Necklace with Amulets of Deities

Necklace with Amulets of Deities

Artist unknown (Egypt), Necklace with Amulets of Deities, n.d. Egyptian faience. Stanford Family Collections, JLS.21630 (strung together with JLS.21715, JLS.21739.2, and JLS.21295)

In 1901 the Egyptologist Émile Brugsch sold Jane Stanford 273 objects from his wife’s Egyptian collection. Brugsch wrote to Jane that his wife “does not want to keep on buying, prices have gone up so high, and herself therefore having lost all pleasure,” but assured Jane that she would “be greatly contented with the collection, there being only choice objects.” However, this did not necessarily guarantee that the whole collection was entirely ancient.

For instance, this necklace, which Jane purchased from Brugsch, strings together multiple ancient Egyptian figurines into a single nineteenth-century vision of antique beauty. Divinities are identified with their characteristic symbols and bodily appearance: the goddess Isis with a throne on her head, the god Nefertem with a lotus flower on his head, and the goddess Taweret (or Thoueris), who is part human, part hippopotamus, and part lion.

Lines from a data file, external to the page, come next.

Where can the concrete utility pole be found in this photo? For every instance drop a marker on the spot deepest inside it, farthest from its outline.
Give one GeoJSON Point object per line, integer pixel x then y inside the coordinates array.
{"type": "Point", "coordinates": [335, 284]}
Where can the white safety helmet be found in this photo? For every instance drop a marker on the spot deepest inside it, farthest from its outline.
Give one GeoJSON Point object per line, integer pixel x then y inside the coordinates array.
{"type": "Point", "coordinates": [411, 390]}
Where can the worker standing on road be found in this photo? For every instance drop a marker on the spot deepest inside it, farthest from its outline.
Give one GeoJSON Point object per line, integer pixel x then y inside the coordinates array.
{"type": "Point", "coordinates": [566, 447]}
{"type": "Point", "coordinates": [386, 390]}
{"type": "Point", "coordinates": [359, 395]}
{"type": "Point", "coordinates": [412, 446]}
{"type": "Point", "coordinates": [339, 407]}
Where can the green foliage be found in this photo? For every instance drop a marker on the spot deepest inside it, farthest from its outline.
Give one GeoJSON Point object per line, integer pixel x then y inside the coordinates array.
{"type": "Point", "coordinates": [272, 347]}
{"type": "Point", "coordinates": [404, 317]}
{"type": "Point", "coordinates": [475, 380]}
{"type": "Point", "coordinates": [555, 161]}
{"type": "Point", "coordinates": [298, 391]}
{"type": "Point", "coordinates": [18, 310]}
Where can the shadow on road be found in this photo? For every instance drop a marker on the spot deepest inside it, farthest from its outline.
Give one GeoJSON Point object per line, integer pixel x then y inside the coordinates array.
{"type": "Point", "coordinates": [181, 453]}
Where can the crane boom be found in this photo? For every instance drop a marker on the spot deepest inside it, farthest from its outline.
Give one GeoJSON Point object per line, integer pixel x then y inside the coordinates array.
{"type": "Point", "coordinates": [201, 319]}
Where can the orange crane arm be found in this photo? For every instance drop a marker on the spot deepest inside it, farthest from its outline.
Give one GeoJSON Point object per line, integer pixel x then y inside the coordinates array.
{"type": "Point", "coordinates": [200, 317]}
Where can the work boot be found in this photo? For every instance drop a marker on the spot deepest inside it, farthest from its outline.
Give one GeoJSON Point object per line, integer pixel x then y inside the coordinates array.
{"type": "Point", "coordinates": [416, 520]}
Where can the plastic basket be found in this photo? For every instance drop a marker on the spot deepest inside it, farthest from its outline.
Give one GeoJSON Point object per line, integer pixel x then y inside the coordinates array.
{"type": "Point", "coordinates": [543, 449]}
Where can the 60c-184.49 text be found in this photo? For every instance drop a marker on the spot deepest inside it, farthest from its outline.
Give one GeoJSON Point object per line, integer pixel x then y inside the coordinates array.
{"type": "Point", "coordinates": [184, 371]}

According to the archaeologist Alexander Henry Rhind (1833–1863) such necklaces are “genuine in their details, [but] are equally false in their totality. Such an one is the necklace I also exhibit; it is ingeniously made up of beads from the breast-covering of a mummy, and strung upon threads made by unraveling mummy cloth. . . . Nothing like this was ever worn by an ancient Egyptian, yet every part of it is made of antique material.”